This issue tracker has been migrated to GitHub, and is currently read-only.
For more information, see the GitHub FAQs in the Python's Developer Guide.

classification
Title: mutable urlparse return type
Type: enhancement Stage: resolved
Components: Library (Lib) Versions: Python 3.4
process
Status: closed Resolution: works for me
Dependencies: Superseder:
Assigned To: Nosy List: eric.araujo, ezio.melotti, mastahyeti, mhcptg, orsenthil, r.david.murray
Priority: normal Keywords: patch

Created on 2012-08-30 18:17 by mastahyeti, last changed 2022-04-11 14:57 by admin. This issue is now closed.

Files
File name Uploaded Description Edit
urlparse_patch.patch mastahyeti, 2012-08-30 18:17 review
Messages (13)
msg169474 - (view) Author: mastahyeti (mastahyeti) Date: 2012-08-30 18:17
This patch removes the inheritance from namedtuple and attempts to add the necessary methods to make it backwards compatible.

When parsing a url with urlparse.urlparse, the return type is non-mutable (named tuple). This is really inconvenient, because one of the most common (imop) use cases for urlparse is to parse a url, make an adjustment or change and then unparse it. Currently, something like this is required:

    import urlparse

    url = list(urlparse.urlparse('http://www.example.com/foo/bar?hehe=haha'))
    url[1] = 'python.com'
    new_url = urllib.urlunparse(url)

I think this is really clunky. Moving to a mutable return type is challenging because (to my knowledge) there are no types that are mutable and compatible with tuple. This patch removes the inheritance from namedtuple and attempts to add the necessary methods to make it backwards compatible. Does any one know of a better way to do this? It would be nice if there were a namedlist type that acted like namedtuple but was mutable. 

With these updates, urlparse can be used as follows:

    import urlparse

    url = list(urlparse.urlparse('http://www.example.com/foo/bar?hehe=haha'))
    url.netloc = 'www.python.com'
    urlparse.urlunparse(url)

I think this is much better.
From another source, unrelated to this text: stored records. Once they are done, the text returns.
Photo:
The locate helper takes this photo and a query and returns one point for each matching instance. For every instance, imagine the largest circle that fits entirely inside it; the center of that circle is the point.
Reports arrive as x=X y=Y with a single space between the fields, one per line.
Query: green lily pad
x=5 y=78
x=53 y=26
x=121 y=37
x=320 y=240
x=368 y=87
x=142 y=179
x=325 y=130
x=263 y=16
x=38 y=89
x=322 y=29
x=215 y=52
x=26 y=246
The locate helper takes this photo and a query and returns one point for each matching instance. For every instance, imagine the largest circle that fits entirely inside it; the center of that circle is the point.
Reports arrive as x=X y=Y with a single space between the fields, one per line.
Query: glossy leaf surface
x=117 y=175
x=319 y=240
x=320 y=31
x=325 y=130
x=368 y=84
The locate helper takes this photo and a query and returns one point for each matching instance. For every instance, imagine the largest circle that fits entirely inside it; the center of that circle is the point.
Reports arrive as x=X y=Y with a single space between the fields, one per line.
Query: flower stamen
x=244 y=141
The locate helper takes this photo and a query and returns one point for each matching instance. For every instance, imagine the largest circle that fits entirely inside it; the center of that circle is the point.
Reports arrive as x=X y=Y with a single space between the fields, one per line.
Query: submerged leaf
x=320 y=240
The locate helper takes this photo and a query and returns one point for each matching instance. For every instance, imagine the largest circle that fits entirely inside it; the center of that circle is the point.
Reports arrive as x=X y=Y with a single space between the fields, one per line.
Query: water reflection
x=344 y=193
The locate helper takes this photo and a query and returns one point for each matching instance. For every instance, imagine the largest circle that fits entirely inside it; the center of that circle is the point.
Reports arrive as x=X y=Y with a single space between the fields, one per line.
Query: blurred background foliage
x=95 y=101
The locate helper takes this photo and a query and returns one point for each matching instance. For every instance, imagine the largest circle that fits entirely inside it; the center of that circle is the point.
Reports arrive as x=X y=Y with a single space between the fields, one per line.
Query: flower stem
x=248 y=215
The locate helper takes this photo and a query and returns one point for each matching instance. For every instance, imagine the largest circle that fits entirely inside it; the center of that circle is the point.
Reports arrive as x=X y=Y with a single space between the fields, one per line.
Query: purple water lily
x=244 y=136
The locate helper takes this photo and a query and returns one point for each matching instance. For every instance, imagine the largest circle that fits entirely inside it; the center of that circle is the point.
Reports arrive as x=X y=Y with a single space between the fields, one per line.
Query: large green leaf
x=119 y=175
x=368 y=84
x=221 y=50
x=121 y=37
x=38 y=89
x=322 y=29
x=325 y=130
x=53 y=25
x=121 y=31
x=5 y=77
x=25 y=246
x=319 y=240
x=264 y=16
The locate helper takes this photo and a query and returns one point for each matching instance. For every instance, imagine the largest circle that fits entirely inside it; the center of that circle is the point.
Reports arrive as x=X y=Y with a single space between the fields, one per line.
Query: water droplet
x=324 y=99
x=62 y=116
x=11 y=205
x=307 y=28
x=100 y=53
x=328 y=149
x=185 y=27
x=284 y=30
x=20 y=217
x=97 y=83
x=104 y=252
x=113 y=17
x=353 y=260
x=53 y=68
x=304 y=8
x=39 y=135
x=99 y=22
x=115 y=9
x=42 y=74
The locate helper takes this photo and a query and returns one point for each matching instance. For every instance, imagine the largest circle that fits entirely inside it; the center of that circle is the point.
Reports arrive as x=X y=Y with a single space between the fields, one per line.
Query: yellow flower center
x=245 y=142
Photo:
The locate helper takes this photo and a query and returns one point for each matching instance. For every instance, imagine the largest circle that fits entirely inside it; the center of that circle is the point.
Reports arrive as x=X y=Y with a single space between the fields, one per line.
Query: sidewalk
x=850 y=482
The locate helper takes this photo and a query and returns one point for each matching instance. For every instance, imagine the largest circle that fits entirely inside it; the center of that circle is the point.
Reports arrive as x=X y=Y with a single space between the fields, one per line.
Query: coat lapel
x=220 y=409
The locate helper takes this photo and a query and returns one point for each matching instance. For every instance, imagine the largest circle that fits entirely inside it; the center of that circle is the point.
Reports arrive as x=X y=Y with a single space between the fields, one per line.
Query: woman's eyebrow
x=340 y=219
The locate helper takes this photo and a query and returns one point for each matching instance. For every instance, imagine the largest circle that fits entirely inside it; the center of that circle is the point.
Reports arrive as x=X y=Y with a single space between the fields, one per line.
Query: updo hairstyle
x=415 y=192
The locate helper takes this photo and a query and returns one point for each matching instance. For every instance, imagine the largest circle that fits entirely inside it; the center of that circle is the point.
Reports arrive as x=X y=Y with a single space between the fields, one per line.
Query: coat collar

Let me know if you disagree...

Also, I ran the script through autopep8 because it was messy.

Also, I'm not sure if I'm supposed to duplicate this patch over to Python3. I can do that if necessary
msg169475 - (view) Author: mastahyeti (mastahyeti) Date: 2012-08-30 18:21
TYPO!!!

After my patch, urlparse can be used as such:

    import urlparse

    url = urlparse.urlparse('http://www.example.com/foo/bar?hehe=haha')
    url.netloc = 'www.python.com'
    urlparse.urlunparse(url)


The difference being that the result doesn't need to be casted to a list in order to be mutated...
msg169476 - (view) Author: Ezio Melotti (ezio.melotti) * (Python committer) Date: 2012-08-30 18:21
This is a new feature, so it can't go in 2.7.
msg169477 - (view) Author: mastahyeti (mastahyeti) Date: 2012-08-30 18:24
This is my first patch for python. Is there a feature freeze? Does it
need to go in Python3? Thanks.

On Thu, Aug 30, 2012 at 1:22 PM, Ezio Melotti <report@bugs.python.org> wrote:
>
> Ezio Melotti added the comment:
>
> This is a new feature, so it can't go in 2.7.
>
> ----------
> nosy: +ezio.melotti, orsenthil
> stage:  -> needs patch
> versions: +Python 3.4 -Python 2.7
>
> _______________________________________
> Python tracker <report@bugs.python.org>
> <http://bugs.python.org/issue15824>
> _______________________________________
msg169478 - (view) Author: R. David Murray (r.david.murray) * (Python committer) Date: 2012-08-30 18:25
I think the first step is probably to get consensus on whether this is desirable or not.  That might require a trip to python-idea, or it might not :)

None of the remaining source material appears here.